Looking at this AI-generated workplace makes me think “Maybe they’d be even more productive if they could see what they’re working on.”

Saw an image from a catalog of children’s costumes in the 1920s. The “saucy” one stood out (apparently a brand of sauce in the UK). I couldn’t find a complete version of the toothpaste costume from the edge of the image, but did find a better one from (I assume) a later year. I brought them into the modern era.

Nitpick (because this is the dope), bringing them into the modern era would mean spelling “to-day” as “today.” :d&r: I have no doubt the AI would have done it if you’d asked.

A modern girl found that old ad and made one of those other costumes for Halloween:

I didn’t ask it to include the text but it did anyway. :slight_smile:

Here’s someone else with one of the costumes!

The above image was made on Sora using the original drawing as a reference image. This one was made through Copilot with three experiments. First, the prompt is text-only. Second, I removed the description that the skirt be plasticy.
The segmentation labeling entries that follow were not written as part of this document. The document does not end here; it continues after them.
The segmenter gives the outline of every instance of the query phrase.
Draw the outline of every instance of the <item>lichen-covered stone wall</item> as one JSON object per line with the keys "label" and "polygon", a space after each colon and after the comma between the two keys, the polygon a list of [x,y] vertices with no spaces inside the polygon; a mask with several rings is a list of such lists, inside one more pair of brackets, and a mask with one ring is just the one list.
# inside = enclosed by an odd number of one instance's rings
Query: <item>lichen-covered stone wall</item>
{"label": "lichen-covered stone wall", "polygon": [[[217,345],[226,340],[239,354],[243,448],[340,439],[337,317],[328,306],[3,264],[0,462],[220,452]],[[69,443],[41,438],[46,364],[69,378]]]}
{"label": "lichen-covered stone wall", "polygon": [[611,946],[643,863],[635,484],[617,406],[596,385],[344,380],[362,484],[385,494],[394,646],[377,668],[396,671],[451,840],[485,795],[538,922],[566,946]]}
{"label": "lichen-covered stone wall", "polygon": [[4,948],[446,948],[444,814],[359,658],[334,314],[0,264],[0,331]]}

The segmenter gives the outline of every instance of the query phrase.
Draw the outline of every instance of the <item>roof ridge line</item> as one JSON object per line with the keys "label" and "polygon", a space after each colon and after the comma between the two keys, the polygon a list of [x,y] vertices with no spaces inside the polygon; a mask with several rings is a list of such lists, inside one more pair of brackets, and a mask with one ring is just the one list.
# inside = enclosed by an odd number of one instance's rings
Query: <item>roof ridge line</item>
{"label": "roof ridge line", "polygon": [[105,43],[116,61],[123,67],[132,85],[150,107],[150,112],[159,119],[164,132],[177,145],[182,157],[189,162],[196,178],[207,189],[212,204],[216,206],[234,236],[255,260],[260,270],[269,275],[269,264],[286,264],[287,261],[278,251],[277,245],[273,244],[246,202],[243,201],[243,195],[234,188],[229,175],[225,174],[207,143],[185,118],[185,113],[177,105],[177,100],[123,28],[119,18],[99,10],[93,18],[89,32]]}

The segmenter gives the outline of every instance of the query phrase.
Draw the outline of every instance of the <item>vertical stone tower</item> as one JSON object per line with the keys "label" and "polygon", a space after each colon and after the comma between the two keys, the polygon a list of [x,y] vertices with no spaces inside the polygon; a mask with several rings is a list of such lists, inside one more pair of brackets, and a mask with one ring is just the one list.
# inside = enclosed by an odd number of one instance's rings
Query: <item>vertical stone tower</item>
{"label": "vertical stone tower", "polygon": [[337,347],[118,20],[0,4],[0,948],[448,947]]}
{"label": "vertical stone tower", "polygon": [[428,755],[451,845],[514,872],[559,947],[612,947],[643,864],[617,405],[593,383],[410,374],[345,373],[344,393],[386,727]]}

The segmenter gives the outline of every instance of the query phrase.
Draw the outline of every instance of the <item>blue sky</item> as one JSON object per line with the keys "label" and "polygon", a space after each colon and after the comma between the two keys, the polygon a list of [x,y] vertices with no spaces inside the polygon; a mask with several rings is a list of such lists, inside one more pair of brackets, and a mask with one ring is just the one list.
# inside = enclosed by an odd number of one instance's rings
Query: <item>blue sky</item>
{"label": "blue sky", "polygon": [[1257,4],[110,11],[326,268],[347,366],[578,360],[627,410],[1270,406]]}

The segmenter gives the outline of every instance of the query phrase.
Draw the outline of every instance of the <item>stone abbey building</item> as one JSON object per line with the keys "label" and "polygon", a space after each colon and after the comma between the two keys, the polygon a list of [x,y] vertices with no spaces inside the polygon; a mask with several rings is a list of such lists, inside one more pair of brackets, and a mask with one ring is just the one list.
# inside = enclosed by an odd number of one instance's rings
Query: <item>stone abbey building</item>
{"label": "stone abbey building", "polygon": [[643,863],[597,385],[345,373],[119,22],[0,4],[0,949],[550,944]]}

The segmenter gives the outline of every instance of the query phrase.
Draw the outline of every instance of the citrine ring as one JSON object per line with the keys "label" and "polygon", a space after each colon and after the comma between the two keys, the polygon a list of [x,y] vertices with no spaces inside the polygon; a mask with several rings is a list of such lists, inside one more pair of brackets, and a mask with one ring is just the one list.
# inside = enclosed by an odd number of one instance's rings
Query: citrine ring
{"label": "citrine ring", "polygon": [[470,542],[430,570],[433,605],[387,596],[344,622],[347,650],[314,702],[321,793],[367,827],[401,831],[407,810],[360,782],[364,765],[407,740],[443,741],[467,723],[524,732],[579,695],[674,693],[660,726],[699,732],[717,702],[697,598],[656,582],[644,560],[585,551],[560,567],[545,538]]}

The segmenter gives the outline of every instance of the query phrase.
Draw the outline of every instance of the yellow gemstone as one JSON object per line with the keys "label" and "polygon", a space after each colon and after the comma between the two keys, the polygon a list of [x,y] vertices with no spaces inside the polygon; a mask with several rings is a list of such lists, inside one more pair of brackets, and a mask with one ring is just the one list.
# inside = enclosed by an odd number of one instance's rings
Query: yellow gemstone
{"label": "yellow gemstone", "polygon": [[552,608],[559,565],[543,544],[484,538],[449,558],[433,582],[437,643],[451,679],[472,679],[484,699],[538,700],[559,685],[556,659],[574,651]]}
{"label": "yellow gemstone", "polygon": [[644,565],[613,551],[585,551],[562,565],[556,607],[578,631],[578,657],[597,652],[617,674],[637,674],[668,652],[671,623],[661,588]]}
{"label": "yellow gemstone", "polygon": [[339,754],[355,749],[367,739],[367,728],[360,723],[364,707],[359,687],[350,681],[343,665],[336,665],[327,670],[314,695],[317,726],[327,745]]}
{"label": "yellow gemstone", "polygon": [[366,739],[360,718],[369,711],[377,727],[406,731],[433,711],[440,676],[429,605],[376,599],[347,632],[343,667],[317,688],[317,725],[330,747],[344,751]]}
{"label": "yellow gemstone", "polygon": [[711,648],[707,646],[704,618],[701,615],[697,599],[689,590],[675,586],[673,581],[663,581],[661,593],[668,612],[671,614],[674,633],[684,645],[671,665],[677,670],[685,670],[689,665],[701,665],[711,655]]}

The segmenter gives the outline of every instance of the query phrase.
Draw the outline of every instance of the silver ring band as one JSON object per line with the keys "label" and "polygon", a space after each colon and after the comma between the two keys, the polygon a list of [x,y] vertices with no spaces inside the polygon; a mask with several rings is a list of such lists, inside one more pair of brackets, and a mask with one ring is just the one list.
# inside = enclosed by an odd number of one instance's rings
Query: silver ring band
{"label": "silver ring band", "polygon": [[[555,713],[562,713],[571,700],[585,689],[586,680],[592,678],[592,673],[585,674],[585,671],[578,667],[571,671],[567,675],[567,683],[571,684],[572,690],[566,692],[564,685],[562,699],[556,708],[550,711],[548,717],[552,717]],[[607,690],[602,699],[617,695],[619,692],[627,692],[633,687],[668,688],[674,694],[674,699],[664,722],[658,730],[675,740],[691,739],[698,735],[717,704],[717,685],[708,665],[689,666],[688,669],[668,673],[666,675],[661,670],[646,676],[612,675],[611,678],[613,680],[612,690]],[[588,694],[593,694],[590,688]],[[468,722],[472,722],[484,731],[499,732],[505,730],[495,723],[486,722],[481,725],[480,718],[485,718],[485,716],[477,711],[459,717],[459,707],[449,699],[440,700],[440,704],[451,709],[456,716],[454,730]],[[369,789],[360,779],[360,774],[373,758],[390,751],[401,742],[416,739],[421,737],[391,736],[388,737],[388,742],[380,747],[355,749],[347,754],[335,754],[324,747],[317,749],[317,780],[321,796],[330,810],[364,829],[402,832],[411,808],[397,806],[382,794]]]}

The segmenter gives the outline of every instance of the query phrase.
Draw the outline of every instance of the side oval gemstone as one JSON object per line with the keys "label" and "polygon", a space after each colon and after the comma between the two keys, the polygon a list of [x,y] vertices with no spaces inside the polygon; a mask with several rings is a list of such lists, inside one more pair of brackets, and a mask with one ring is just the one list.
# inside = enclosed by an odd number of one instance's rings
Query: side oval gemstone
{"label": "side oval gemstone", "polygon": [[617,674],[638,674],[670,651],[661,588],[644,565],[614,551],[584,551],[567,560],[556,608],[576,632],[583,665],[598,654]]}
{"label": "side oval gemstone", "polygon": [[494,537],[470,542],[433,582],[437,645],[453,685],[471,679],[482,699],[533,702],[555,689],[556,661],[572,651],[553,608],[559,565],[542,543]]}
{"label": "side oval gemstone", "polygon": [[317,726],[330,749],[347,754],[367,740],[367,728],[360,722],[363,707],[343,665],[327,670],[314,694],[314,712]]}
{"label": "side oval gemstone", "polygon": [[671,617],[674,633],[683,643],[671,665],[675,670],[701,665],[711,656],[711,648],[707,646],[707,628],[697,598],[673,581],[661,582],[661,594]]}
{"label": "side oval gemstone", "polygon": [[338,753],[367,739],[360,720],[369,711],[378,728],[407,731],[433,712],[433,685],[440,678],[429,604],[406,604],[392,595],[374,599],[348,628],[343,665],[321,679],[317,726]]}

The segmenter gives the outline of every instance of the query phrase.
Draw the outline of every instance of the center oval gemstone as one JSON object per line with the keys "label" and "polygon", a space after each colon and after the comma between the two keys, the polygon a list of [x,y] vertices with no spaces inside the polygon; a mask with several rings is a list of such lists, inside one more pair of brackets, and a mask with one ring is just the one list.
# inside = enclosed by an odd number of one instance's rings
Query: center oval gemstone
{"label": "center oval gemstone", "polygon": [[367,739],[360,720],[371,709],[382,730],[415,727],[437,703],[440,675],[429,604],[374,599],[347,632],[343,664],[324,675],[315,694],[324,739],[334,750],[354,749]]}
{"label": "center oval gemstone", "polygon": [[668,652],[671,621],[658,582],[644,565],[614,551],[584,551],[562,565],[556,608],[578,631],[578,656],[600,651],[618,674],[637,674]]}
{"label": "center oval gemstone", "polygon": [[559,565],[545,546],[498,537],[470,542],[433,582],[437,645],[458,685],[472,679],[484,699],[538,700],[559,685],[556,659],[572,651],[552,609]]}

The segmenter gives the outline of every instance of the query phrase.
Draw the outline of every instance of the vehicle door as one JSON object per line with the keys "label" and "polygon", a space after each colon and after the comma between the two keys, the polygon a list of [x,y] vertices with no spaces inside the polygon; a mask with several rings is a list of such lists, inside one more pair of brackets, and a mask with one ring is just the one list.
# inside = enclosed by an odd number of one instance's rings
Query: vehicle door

Third (and something I hadn’t tried before just now) I used only hex codes for describing the colors that I wanted. (The dress and dots are #B81D13, #EFB700, and #008450.) It got remarkably close to the original outfit, even the odd shape of the hat (which I described as “an unusual hat, black with a wide brim, tall and tapering to a flat top, like a truncated witches hat”).


I’m looking at what the AI shows you of the image in progress. Sora and ChatGPT don’t show in-progress images for me (though apparently ChatGPT does for Ponderoid) but Copilot does show them. And it is interesting to see that apparently the AI doesn’t work on the whole image at once but does it in segments from the top down, knowing exactly what the top will look like while the lower parts are just vague ideas. Like in this example. It gives three in-progress images. In the first stage it doesn’t appear to know yet that she will have wings. In the second it doesn’t appear to know about the arrangement of her legs, and in the third it doesn’t appear to know the arrangement of her feet. But earlier AIs that show progress do the whole image at once, refining the whole thing with each stage.

(That image is the result of asking for a realistic photo of this):

Something I noticed when trying 3 image splits is that the AI never made the divisions equal even when I specifically ask for it, and it is always the leftmost section that is narrowest and has details poorly framed and chopped off. Which seems to suggest that it allocates starting from the right and working left. But in actual rendering it does all three segments at once.

Social comment:

In the original 1920s catalog, the traffic light and artist’s color swatches & palette costumes are labeled as suitable for girls ages 11 to 16.

Somehow I have a hard time imagining a modern girl much over age 7 thinking that’d be a costume they’d be willing to wear.